What Are Terms and Conditions?

Your terms and conditions are an essential legal document protecting your business when it makes transactions with customers. This document limits your business’ liability and details customers’ rights and responsibilities. 

Essentially, every time a customer buys flowers from your business, they enter into a contract with you. As such, your terms and conditions are a standard document that sets the terms of that contract, which applies to every sale you make. Customers cannot negotiate the terms of this contract and usually accept them when they make a purchase from your business. 

You need to make sure you take reasonable steps to inform your customers of these terms and conditions. A good idea is to include an online tickbox for customers to check, notifying you of their acceptance of your terms and conditions. You should also get a lawyer to look over your terms and conditions to ensure they are fair and enforceable, particularly for an online context.

In particular, your terms and conditions need to set out crucial contractual issues, such as:

  • who each of the parties is, usually meaning your business and the customer;
  • your rights to amend your terms and conditions as you need;
  • when a customer accepts this contract;
  • the exact nature of the goods or services you provide, such as whether your business provides goods other than flowers;
  • any cancellation terms; and
  • dispute resolution.

Outside of these, there are also specific areas you should cover that directly apply to being an online florist, as outlined in the following paragraphs.


As you operate online, you will likely be delivering many of your bouquet orders unless you have an additional pick up facility. Therefore, you need to ensure you have a clause in your terms and conditions dedicated to the terms of your deliveries. This clause should detail:

  • whether you include delivery costs in the initial price;
  • what areas you do and do not deliver to;
  • order times for specific dates or holidays, such as Mother’s Day or Valentine’s Day;
  • disclaimers for late delivery times during busy periods or any additional costs at these times;
  • same-day delivery conditions;
  • the customer’s responsibility to provide accurate address details and any fees for re-delivery;
  • specific disclaimers relating to third party deliveries if you are outsourcing delivery; and
  • conditions for contactless delivery.


When you allow online order payments, you need to set out the terms for this process in your terms and conditions. You should detail the forms of payment you allow, such as:

  • credit card payments;
  • payment gateway transfers; and
  • internet banking.

Importantly, there are specific standards for online payment systems, such as the Payment Card Industry Data Security Standard (PCI DSS). You should make sure your payment methods comply with these standards and state as such in your terms and conditions. In addition, be sure to include any necessary references to your privacy policy and how you protect sensitive payment information.

Furthermore, you must indicate that your sales are in New Zealand dollars and whether the price includes goods and services tax.
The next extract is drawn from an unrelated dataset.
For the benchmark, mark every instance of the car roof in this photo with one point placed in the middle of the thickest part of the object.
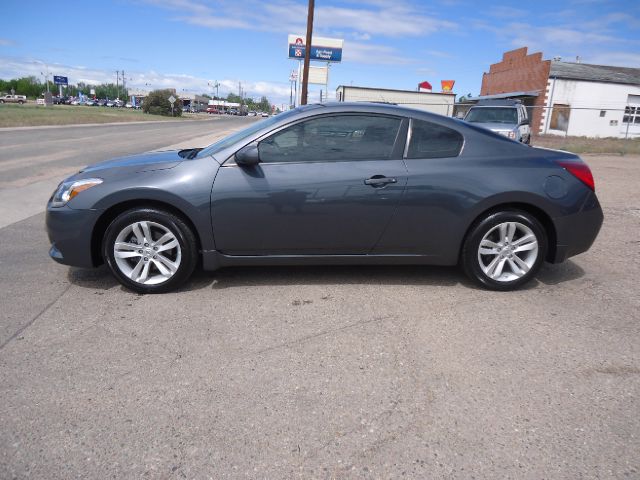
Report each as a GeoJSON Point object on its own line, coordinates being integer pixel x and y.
{"type": "Point", "coordinates": [375, 107]}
If you require deposits for big events, such as weddings, you should include these payment terms as well.

Returns and Refunds

Under New Zealand consumer law, you need to meet various consumer guarantees when you sell to consumers. If you fail to do so, you need to provide customers with a remedy, in the form of a:

  • repair;
  • refund; or
  • replacement.

For example, you need to provide a remedy for faulty or substandard goods, such as if you gave a customer dead or rotting flowers rather than the fresh flowers they ordered.

Of course, due to the perishable nature of flowers, there will be some restrictions as to the remedies you can give your customers in these situations. Whatever you offer, be sure to specify what situations you provide refunds (outside of what the law requires) and any conditions that customers need to meet to get a refund.

Specialised Terms

Your terms and conditions should reflect the realities of your business, so you will need to include terms that cover any unique or specific situations you will encounter. One example would be a term about your flower substitution policy to ensure that a customer will accept those instances when you may have trouble sourcing a particular flower. Other specific terms include:

  • those covering website usage and other things related to operating online; or
  • terms relating to other products you may provide, such as alcohol or other gifts.

Key Takeaways

For any business that sells goods or services, terms and conditions are an essential document for ensuring that your sales happen how you want them to. For example, as an online florist, you are dealing with perishable goods, so you need to account for any problems that may arise when you sell them. Accordingly, terms and conditions can protect you if something does go wrong. If you would like more information or help with your terms and conditions online, contact LegalVision’s e-commerce lawyers on 0800 005 570 or fill out the form on this page.

Frequently Asked Questions

What are terms and conditions?

Terms and conditions are an important document for protecting your business and limiting its liability. They are a contract that applies to your transactions with your customers.

What should my terms and conditions cover?

Your terms and conditions should cover various contractual matters, such as defining the relevant parties and determining any cancellation conditions. However, you will also need terms specific to your business, such as delivery times or substitution policies.